Periskop.id - Dinas Perhubungan (Dishub) DKI Jakarta menyiapkan sejumlah jalur alternatif imbas insiden truk pengangkut crane yang menabrak Jembatan Penyeberangan Orang (JPO) di Jalan Kapten Tendean, Jakarta Selatan, Selasa (14/7). Kepala Dishub DKI Jakarta Budi Awaluddin meminta warga menghindari ruas tersebut, khususnya menuju arah Blok M, sampai proses penanganan di lokasi rampung.

Budi menjelaskan, arus lalu lintas di sekitar lokasi kejadian melambat akibat proses evakuasi yang masih berlangsung. Ia mendorong pengguna jalan mencari rute lain demi menghindari kepadatan di ruas tersebut.

"Kami mengimbau masyarakat untuk menghindari Jalan Kapten Tendean dan menggunakan jalur alternatif karena saat ini lokasi masih dalam proses penanganan petugas sehingga arus lalu lintas mengalami perlambatan," kata Budi saat dikonfirmasi di Jakarta, Selasa (14/7).

Insiden ini terjadi di depan Hotel Terraz Tree, Jalan Kapten Tendean, saat sebuah truk pengangkut crane menyangkut bagian JPO hingga menabraknya. Menurut Budi, petugas masih bekerja menangani lokasi kejadian tersebut.

Proses evakuasi yang berjalan membuat kendaraan yang melintas di ruas itu terpaksa merayap. Kondisi ini, menurutnya, berpotensi meluas ke titik-titik lain di sekitar Tendean apabila tidak diantisipasi lebih awal oleh pengendara.

Budi merinci empat ruas jalan yang bisa dimanfaatkan warga sebagai jalur pengganti selama penanganan berlangsung.

"Pengguna jalan dapat menggunakan jalur alternatif melalui Jalan HR Rasuna Said, Jalan Gatot Subroto, Jalan Kemang Raya, maupun Jalan Antasari," ujarnya.

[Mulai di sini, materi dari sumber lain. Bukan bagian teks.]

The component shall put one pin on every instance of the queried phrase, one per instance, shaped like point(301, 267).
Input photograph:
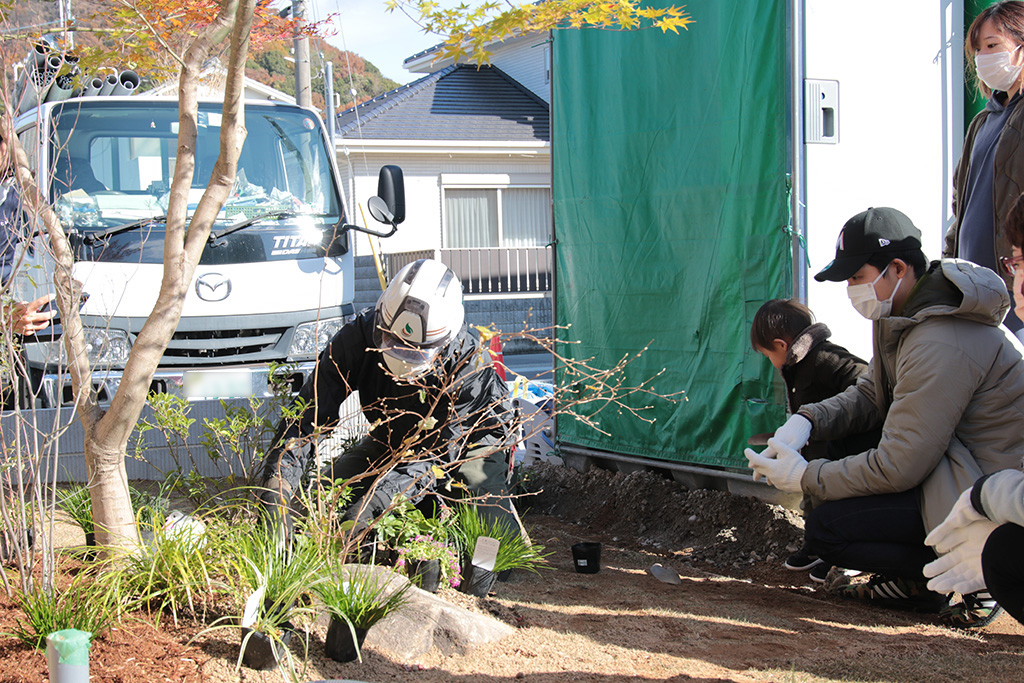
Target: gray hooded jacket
point(947, 382)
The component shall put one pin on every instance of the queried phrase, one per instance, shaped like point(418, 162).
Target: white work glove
point(767, 453)
point(783, 471)
point(962, 514)
point(958, 569)
point(795, 432)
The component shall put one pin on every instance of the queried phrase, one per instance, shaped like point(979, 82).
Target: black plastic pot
point(476, 581)
point(426, 573)
point(261, 651)
point(587, 557)
point(339, 644)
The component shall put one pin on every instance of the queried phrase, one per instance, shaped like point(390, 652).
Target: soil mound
point(711, 527)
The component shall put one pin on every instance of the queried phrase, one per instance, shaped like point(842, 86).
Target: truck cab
point(272, 286)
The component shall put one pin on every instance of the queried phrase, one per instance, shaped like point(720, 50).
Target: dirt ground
point(737, 614)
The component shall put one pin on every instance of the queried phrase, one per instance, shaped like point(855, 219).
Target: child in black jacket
point(813, 369)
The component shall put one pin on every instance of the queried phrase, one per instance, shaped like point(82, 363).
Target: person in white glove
point(782, 467)
point(813, 369)
point(981, 544)
point(939, 352)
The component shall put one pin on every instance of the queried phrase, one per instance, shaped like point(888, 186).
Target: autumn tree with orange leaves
point(157, 37)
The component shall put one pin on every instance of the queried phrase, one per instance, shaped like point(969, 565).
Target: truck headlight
point(310, 338)
point(105, 346)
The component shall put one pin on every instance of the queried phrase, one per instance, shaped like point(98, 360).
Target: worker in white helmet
point(412, 360)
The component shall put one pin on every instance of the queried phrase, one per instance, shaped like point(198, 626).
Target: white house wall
point(899, 67)
point(422, 228)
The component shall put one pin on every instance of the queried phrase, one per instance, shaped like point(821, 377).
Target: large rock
point(427, 622)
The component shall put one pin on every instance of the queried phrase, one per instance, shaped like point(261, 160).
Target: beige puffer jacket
point(948, 382)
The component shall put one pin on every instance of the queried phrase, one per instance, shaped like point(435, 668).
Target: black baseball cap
point(873, 231)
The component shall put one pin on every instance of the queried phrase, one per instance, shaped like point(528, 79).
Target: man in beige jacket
point(946, 382)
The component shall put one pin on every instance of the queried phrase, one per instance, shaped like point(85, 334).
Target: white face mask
point(995, 71)
point(865, 300)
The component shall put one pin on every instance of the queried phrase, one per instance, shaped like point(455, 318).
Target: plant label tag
point(253, 603)
point(485, 553)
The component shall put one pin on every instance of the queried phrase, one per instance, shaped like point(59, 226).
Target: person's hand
point(795, 432)
point(26, 318)
point(962, 514)
point(783, 471)
point(958, 569)
point(1019, 291)
point(767, 453)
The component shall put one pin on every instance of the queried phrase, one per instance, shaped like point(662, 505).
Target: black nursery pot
point(261, 651)
point(476, 581)
point(426, 573)
point(339, 644)
point(587, 557)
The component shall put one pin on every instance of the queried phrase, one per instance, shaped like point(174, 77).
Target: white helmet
point(417, 315)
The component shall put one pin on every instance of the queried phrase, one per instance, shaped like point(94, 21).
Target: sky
point(382, 38)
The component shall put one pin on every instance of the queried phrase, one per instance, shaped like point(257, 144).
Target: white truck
point(273, 284)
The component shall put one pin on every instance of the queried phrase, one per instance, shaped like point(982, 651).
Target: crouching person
point(981, 542)
point(428, 403)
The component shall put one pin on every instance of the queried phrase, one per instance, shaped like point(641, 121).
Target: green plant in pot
point(270, 579)
point(429, 562)
point(357, 597)
point(514, 551)
point(404, 521)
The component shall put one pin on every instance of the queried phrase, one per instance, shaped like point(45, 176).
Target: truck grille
point(212, 344)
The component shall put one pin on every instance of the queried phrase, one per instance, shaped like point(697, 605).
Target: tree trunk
point(107, 433)
point(184, 241)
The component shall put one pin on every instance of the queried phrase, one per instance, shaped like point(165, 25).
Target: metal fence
point(494, 270)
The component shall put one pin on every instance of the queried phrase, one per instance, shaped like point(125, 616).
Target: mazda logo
point(213, 287)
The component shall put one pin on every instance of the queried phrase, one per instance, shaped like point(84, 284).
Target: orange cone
point(496, 355)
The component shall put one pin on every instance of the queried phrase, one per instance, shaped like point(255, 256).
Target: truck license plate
point(217, 384)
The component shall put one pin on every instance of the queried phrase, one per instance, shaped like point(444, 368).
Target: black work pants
point(1003, 564)
point(879, 534)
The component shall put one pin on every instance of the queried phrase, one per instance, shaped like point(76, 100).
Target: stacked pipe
point(50, 76)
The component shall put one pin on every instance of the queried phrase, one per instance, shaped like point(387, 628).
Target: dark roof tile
point(459, 102)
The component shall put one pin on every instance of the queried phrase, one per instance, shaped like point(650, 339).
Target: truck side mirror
point(391, 188)
point(389, 205)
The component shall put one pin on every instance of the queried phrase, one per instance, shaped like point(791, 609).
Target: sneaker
point(802, 561)
point(820, 571)
point(902, 593)
point(973, 611)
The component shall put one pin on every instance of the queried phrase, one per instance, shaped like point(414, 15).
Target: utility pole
point(303, 95)
point(329, 96)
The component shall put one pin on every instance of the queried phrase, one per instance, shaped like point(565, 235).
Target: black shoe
point(900, 593)
point(802, 561)
point(975, 610)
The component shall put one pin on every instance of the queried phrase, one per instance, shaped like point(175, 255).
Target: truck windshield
point(113, 162)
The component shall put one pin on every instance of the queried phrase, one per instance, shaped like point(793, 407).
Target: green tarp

Keempat ruas tersebut dipilih karena letaknya berdekatan dengan Jalan Kapten Tendean sehingga bisa jadi opsi memutar tanpa menambah jarak tempuh terlalu jauh. Dishub DKI Jakarta berharap penyebaran arus ke ruas-ruas ini bisa mengurangi penumpukan kendaraan di titik kejadian.

Selama proses evakuasi berlangsung, petugas gabungan disebut masih berjaga di lokasi untuk mengatur arus dan membantu pengendara yang melintas. Budi meminta masyarakat kooperatif mengikuti pengaturan yang diberikan petugas di lapangan.

"Mohon mengikuti arahan petugas di lapangan dan mengutamakan keselamatan selama berkendara," kata Budi.